Other states have developed other standards. See State v. Dix (1973), 282 N.C. 490, 193 S.E.2d 897 (change of "environment" a significant factor); People v. Adams (1973), 389 Mich. 222, 238, 205 N.W.2d 415 (six-factor test substantially incorporating New York and California formulations); and State v. Buggs (1976), 219 Kan. 203, 547 P.2d 720 (restraint or movement which facilitates or substantially lessens risk of detection is sufficient).
In formulating Ohio guidelines, we first note our disagreement with those states which require movement of the victim to sustain a conviction for kidnapping. The General Assembly has the power to define criminal offenses in any manner it chooses, so long as it does not violate pertinent constitutional provisions. We believe that prolonged restraint without asportation may be as penologically significant as substantial asportation and, under certain circumstances, will support a conviction for kidnapping as a separate act or animus from that of rape.

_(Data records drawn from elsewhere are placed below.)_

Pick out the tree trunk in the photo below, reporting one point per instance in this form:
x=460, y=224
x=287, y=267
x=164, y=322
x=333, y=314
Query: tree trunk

Secret confinement, such as in an abandoned building or nontrafficked area, without the showing of any substantial asportation, may, in a given instance, also signify a separate animus and support a conviction for kidnapping apart from the commission of an underlying offense.
The primary issue, however, is whether the restraint or movement of the victim is merely incidental to a separate underlying crime or, instead, whether it has a significance independent of the other offense. In the instant case, the restraint and movement of the victim had no significance apart from facilitating the rape. The detention was brief, the movement was slight, and the victim was released immediately following the commission of the rape. In such circumstances, we cannot say that appellant had a separate animus to commit kidnapping.

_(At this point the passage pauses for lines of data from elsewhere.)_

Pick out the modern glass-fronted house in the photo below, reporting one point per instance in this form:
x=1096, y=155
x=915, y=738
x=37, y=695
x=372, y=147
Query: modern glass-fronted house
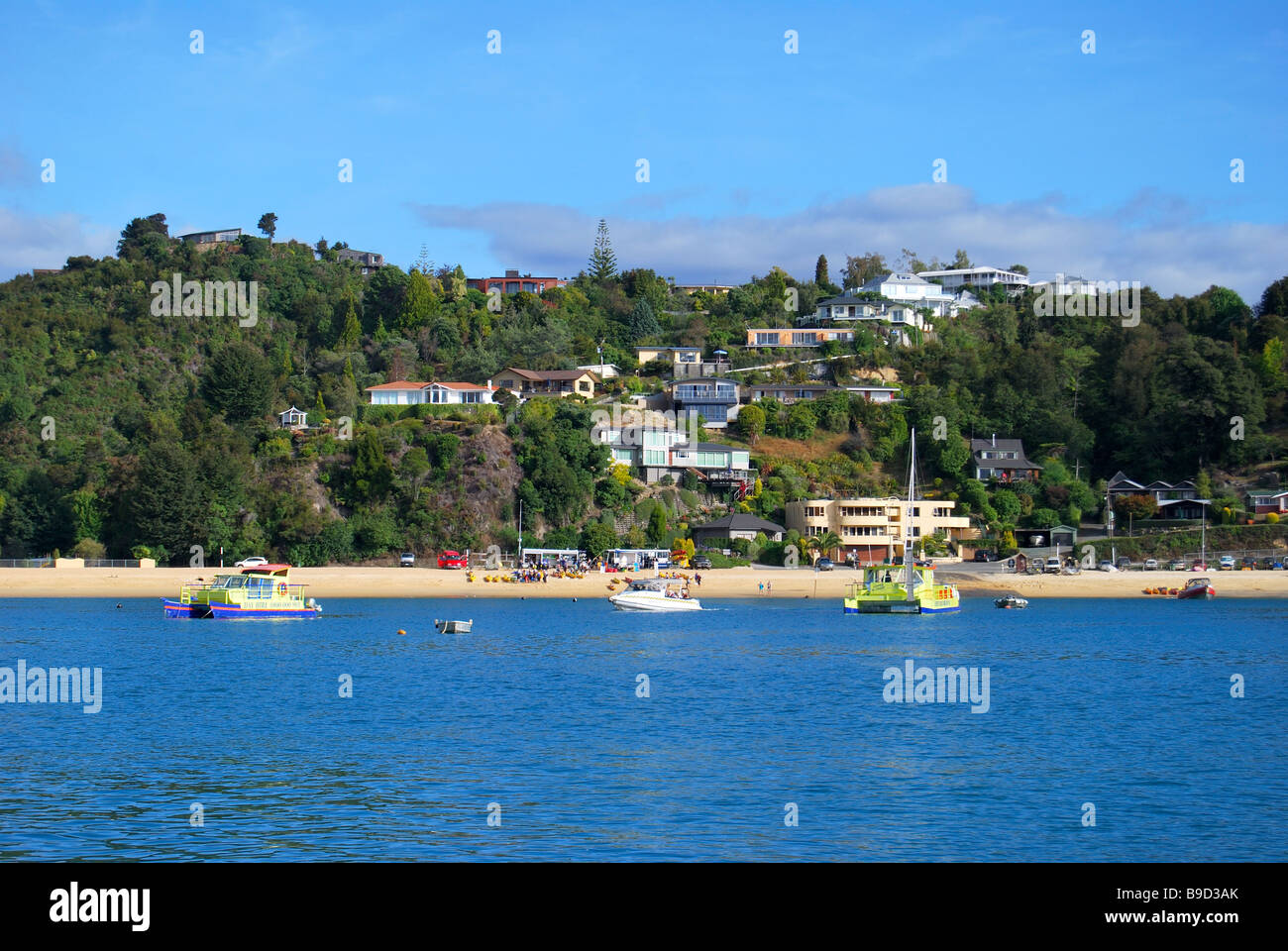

We adopt the standard which would require an answer to the further question of whether the victim, by such limited asportation or restraint, was subjected to a substantial increase in the risk of harm separate from that involved in the underlying crime. If such increased risk of harm is found, then the separate offense of kidnapping could well be found. For example, prolonged restraint in a bank vault to facilitate commission of a robbery could constitute kidnapping. In that case, the victim would be placed in substantial danger.

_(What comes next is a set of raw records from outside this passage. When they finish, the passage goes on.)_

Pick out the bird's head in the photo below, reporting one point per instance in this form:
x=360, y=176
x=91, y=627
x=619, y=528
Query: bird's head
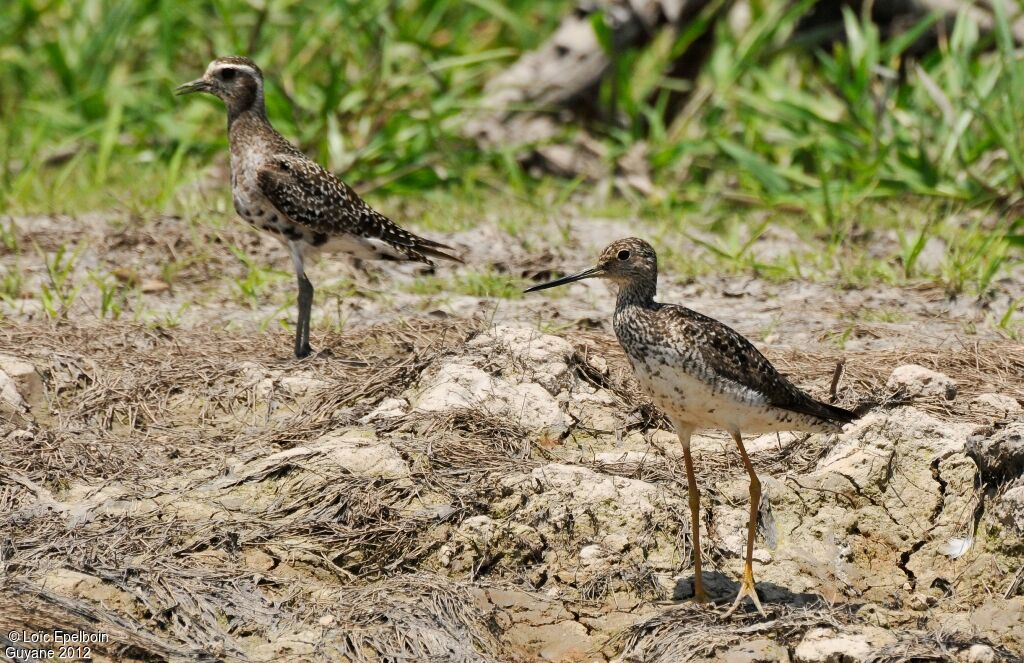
x=237, y=81
x=624, y=261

Looking at the facts in this case, we cannot find that the asportation of the victim down the alley to the place of rape presented a substantial increase in the risk of harm separate from that involved in the rape.
Within this pronounced rule we adopt the policy that where murder, the taking of a hostage, or extortion is the underlying crime, a kidnapping in facilitation thereof would generally constitute a separately cognizable offense.
Again, based upon the facts of this case, we hold that appellant's detention and asportation of the victim was incidental to the crime of rape, and therefore demonstrates but a single animus. For that reason, the judgment of the Court of Appeals as to appellant's conviction for kidnapping is reversed.
W. BROWN, P. BROWN, SWEENEY and JACKSON, JJ., concur.
CELEBREZZE, C.J., and HERBERT, J., dissent.
JACKSON, J., of the Eighth Appellate District, sitting for LOCHER, J.